An article e-published in in Catheterization and Cardiovascular Intervention highlights the mechanical effect of orbital atherectomy and rotational atherectomy in treating heavily calcified coronary lesions.

The article, titled “Optical coherence tomography assessment of the mechanistic effects of rotational and orbital atherectomy in severely calcified coronary lesions,” details results from a study led by Annapoorna Kini, professor of Cardiology at the Mount Sinai Hospital and Icahn School of Medicine, and Director of the Cardiac Catheterization Lab at Mount Sinai Hospital, USA.

Study co-investigator, Samin K Sharma, director of Clinical and Interventional Cardiology at The Mount Sinai Medical Center, said “We found that using orbital atherectomy versus rotational atherectomy to treat heavily calcified coronary lesions resulted in more significant tissue modification leading to better stent apposition and expansion. This may translate to lower or MACE, and restenosis rates.”

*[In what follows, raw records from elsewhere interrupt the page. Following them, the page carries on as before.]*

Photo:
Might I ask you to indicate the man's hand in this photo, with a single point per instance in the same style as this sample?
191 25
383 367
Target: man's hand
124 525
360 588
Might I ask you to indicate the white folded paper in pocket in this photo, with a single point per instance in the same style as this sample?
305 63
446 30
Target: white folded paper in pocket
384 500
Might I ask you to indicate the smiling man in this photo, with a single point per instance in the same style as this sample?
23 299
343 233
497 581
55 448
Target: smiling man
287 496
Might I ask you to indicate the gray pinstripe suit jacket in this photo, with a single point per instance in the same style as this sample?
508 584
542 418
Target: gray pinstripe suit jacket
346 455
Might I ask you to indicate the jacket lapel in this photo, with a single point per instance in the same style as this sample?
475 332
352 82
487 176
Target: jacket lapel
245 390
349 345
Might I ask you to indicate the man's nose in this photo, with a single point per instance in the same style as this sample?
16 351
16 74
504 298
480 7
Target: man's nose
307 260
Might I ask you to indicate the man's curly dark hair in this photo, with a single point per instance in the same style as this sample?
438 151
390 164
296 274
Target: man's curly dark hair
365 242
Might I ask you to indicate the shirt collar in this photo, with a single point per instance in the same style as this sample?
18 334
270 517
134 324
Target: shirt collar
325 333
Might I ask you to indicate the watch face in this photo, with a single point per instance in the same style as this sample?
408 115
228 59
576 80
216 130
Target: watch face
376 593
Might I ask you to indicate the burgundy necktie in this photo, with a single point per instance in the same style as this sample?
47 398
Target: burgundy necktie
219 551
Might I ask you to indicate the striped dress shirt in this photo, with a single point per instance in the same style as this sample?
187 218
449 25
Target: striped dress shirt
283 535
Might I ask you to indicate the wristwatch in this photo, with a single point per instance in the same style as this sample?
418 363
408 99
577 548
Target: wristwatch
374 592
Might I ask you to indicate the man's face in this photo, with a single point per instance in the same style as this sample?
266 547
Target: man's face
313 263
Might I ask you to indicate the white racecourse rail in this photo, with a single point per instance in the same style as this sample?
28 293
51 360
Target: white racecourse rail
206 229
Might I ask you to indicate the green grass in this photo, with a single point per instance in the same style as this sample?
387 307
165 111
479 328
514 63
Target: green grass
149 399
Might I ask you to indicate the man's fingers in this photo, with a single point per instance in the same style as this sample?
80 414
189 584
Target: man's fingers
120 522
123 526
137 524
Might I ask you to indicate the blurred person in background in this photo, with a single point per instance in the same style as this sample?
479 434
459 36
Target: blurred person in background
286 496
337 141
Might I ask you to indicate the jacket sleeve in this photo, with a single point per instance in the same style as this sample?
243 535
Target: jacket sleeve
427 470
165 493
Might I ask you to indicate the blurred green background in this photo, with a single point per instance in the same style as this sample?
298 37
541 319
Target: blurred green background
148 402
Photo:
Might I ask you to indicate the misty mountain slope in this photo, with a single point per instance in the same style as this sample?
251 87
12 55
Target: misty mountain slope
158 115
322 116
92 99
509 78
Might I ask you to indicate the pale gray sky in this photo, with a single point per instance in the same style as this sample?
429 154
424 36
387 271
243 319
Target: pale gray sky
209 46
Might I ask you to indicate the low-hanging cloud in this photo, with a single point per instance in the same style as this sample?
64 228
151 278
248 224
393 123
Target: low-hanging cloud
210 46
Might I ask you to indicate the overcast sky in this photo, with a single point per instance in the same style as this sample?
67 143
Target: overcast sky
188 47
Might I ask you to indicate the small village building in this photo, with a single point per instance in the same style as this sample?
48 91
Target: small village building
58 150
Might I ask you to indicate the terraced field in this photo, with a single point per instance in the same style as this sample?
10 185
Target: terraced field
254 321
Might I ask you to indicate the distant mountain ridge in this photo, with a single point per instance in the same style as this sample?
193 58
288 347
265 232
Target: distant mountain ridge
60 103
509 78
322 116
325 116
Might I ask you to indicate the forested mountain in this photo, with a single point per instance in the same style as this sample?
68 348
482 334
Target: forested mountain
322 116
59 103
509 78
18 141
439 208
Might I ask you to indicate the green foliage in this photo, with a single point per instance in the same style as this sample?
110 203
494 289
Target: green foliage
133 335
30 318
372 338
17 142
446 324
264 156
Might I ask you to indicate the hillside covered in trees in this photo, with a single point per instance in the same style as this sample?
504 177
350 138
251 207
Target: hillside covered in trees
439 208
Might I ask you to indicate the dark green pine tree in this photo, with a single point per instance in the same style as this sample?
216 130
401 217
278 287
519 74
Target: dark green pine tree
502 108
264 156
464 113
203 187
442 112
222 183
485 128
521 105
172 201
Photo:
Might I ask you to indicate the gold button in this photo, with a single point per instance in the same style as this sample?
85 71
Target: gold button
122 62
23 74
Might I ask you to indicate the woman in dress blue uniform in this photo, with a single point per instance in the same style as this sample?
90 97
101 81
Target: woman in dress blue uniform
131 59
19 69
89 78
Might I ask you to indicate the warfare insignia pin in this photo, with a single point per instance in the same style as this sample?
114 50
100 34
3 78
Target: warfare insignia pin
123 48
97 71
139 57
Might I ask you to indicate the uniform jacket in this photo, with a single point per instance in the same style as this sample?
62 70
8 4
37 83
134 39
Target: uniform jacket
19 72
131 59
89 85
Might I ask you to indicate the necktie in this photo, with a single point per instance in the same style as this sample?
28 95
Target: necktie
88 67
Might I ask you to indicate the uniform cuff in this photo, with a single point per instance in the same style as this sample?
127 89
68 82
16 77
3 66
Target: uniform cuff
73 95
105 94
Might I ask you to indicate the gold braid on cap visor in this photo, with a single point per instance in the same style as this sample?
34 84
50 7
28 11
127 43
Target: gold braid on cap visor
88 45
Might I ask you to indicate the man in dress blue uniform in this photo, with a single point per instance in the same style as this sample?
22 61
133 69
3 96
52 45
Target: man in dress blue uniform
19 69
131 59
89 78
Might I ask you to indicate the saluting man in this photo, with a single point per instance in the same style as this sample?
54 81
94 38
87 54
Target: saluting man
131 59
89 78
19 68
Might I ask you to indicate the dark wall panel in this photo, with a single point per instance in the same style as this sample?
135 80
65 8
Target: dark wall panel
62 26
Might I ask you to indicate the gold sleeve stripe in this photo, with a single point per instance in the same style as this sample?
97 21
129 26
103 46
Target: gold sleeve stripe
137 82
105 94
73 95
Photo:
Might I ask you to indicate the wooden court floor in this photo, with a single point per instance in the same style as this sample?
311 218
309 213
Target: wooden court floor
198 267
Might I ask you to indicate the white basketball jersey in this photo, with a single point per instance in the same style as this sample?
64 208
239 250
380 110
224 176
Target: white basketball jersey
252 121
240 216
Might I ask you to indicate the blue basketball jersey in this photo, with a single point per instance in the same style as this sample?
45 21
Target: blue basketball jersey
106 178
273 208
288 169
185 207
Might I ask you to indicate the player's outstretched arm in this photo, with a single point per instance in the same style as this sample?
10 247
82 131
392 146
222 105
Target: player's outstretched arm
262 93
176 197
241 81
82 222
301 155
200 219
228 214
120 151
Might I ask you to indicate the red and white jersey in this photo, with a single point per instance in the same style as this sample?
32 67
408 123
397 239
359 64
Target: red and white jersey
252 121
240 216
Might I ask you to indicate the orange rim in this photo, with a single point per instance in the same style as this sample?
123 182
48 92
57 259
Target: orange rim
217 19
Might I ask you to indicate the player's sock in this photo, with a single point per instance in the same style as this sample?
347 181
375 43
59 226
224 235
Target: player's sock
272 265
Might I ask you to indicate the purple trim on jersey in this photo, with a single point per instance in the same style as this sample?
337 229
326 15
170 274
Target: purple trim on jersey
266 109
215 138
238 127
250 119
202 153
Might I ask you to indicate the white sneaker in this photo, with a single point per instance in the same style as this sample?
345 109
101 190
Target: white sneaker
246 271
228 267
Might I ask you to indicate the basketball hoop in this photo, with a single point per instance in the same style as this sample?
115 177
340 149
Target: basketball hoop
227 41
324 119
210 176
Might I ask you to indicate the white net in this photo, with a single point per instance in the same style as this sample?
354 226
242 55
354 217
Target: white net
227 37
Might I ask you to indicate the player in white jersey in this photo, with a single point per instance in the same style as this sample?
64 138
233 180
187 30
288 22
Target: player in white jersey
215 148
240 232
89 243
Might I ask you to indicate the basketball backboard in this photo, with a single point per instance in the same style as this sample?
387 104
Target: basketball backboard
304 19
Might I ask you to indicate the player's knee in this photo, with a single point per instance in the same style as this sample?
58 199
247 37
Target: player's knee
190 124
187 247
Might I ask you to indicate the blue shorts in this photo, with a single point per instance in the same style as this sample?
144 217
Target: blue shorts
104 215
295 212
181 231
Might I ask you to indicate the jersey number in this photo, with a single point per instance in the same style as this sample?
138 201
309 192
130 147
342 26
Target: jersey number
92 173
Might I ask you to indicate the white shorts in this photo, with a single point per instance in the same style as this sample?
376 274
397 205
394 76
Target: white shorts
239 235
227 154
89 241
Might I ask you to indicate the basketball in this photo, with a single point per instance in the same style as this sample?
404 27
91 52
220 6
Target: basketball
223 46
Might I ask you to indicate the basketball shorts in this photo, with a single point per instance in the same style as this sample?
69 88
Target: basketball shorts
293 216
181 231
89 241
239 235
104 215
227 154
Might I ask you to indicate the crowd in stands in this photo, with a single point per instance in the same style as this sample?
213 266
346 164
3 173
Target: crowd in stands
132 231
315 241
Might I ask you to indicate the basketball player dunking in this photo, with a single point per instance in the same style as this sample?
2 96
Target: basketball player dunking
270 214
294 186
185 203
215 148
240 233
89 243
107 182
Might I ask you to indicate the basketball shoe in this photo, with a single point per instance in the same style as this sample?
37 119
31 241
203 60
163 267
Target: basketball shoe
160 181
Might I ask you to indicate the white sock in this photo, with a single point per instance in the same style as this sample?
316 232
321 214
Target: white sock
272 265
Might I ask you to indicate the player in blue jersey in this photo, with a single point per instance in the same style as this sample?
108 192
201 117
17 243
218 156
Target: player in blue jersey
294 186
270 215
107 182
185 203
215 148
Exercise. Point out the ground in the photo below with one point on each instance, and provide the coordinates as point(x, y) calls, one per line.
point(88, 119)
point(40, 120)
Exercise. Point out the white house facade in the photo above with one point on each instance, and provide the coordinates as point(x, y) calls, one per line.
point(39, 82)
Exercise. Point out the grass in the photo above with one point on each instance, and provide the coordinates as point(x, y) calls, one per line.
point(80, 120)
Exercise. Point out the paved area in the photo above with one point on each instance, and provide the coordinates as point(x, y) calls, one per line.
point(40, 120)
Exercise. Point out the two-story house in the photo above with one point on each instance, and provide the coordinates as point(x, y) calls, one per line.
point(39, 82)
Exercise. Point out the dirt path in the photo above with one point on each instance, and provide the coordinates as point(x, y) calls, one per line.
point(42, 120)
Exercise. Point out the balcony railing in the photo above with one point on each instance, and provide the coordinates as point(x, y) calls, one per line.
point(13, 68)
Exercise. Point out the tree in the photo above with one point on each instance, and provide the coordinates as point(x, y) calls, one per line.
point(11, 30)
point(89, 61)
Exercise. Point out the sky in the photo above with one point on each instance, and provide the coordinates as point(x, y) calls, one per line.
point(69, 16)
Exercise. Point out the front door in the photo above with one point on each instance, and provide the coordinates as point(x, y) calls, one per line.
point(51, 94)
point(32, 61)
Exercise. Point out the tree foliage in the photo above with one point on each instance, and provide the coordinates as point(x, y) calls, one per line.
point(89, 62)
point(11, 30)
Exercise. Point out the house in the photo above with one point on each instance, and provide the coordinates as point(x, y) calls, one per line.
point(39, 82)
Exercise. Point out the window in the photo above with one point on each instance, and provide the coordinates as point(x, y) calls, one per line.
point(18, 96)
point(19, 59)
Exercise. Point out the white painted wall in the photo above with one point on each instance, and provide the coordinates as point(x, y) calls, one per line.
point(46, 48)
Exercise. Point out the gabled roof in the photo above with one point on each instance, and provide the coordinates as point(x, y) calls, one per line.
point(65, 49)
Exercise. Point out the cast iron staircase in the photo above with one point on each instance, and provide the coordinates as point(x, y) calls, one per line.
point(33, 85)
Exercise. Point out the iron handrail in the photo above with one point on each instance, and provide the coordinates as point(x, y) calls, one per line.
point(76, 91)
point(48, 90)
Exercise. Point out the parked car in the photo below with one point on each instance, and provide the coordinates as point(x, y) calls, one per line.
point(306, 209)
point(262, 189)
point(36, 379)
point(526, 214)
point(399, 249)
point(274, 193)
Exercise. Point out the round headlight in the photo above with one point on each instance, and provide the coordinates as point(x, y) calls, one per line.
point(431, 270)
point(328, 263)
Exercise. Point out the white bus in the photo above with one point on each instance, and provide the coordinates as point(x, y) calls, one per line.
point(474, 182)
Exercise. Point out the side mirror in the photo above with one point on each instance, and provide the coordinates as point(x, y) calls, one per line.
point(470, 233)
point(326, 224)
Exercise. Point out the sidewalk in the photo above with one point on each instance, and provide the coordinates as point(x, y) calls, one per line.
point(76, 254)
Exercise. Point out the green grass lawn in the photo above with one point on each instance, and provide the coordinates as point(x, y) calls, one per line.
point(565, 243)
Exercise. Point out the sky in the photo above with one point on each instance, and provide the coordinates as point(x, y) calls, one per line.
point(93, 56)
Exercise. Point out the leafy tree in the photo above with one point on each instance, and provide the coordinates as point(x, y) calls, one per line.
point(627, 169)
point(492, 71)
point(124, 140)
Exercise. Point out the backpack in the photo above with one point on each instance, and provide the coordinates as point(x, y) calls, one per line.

Kini’s study sought to assess the mechanical effects of rotational atherectomy and orbital atherectomy on heavily calcified coronary lesions and subsequent stent placement using optical coherence tomography, an established medical imaging technique that uses light to capture three-dimensional images from within arteries and other biological tissue. The retrospective analysis included 20 consecutive patients who were treated with either rotational atherectomy or orbital atherectomy. While small case reports have described the mechanistic effect of rotational atherectomy in calcified coronary lesions, there has been no imaging study to assess the effect of orbital atherectomy on coronary artery architecture and/or compare the effects of two atherectomy devices.

David L Martin, president and chief executive officer of Cardiovascular Systems, said, “These results illustrate that orbital atherectomy delivers less stent malapposition and better stent placement and expansion. Similarly, our ORBIT II study results showed successful stent delivery in 98% of the procedures, with 96% freedom from severe angiographic complications post orbital atherectomy. Two-year ORBIT II results also showed a 94% freedom from target lesion revascularisation and 81% freedom from MACE. We are excited by the growing clinical evidence supporting the procedural success of the Diamondback 360 orbital atherectomy system in severe coronary calcium.”